If someone is staying overnight for business, the safest comparison is usually a local hotel rate. That tends to be more defensible than using short-term rental platforms unless the entire property is needed for an event.

When structured properly, this creates a business deduction while the rental income remains tax-free to you.

2. What Do I Need When Hiring a Foreign Contractor?

Another common business owner tax question involves international contractors.

Q: We’re hiring a foreign entity to perform services. What tax documentation do we need from them?

If you hire a U.S.-based contractor, you need a signed W-9 on file.

If you hire a foreign contractor, you need a W-8 BEN or W-8 BEN-E according to the IRS Form W-8BEN instructions.

In most cases, you do not issue a 1099 to foreign contractors, but you must maintain proper documentation.

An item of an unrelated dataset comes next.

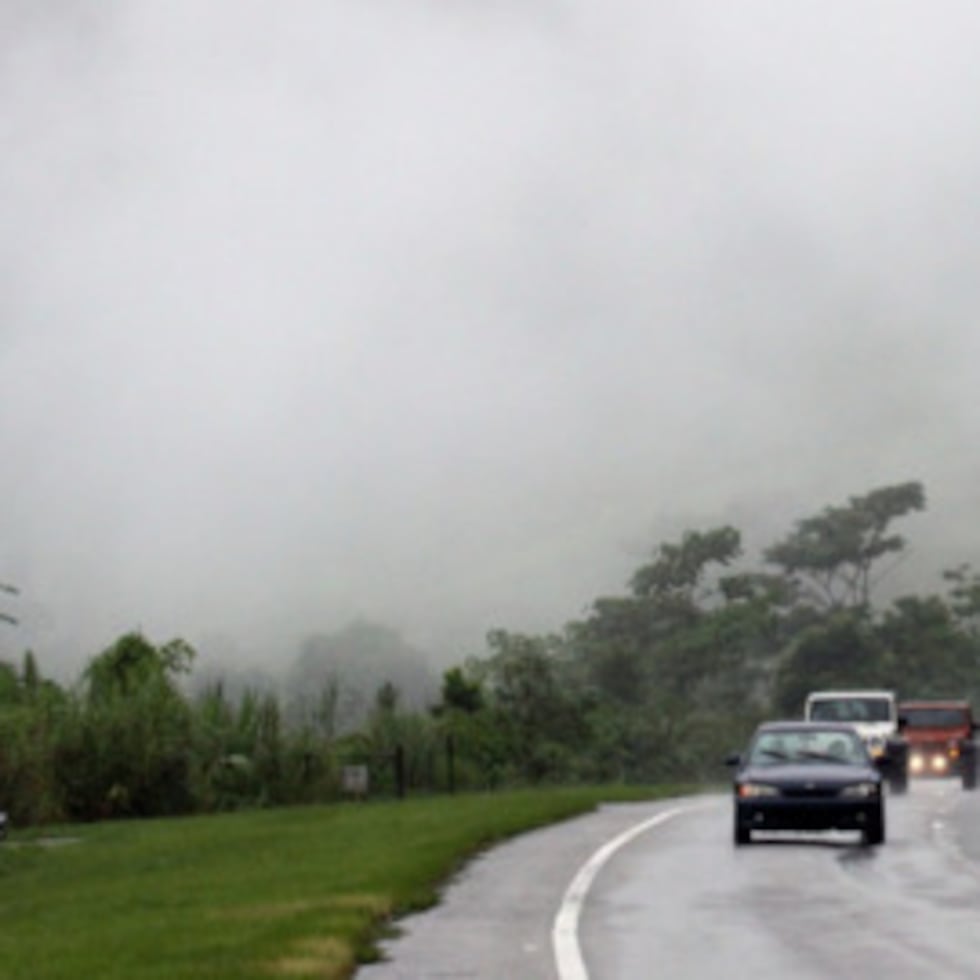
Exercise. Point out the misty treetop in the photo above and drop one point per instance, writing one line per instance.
(656, 683)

This is a simple compliance issue. Collect the form. Keep it. Stay organized.

 

3. I’m in a Partnership. How Do I Lower My Taxable Income Without Buying Equipment?

Q: I’m a 50 percent owner in a partnership LLC. We made around $200,000 in profit. How can we lower taxable income without buying more equipment or using Section 179?

That’s a strong question because it focuses on structure instead of spending.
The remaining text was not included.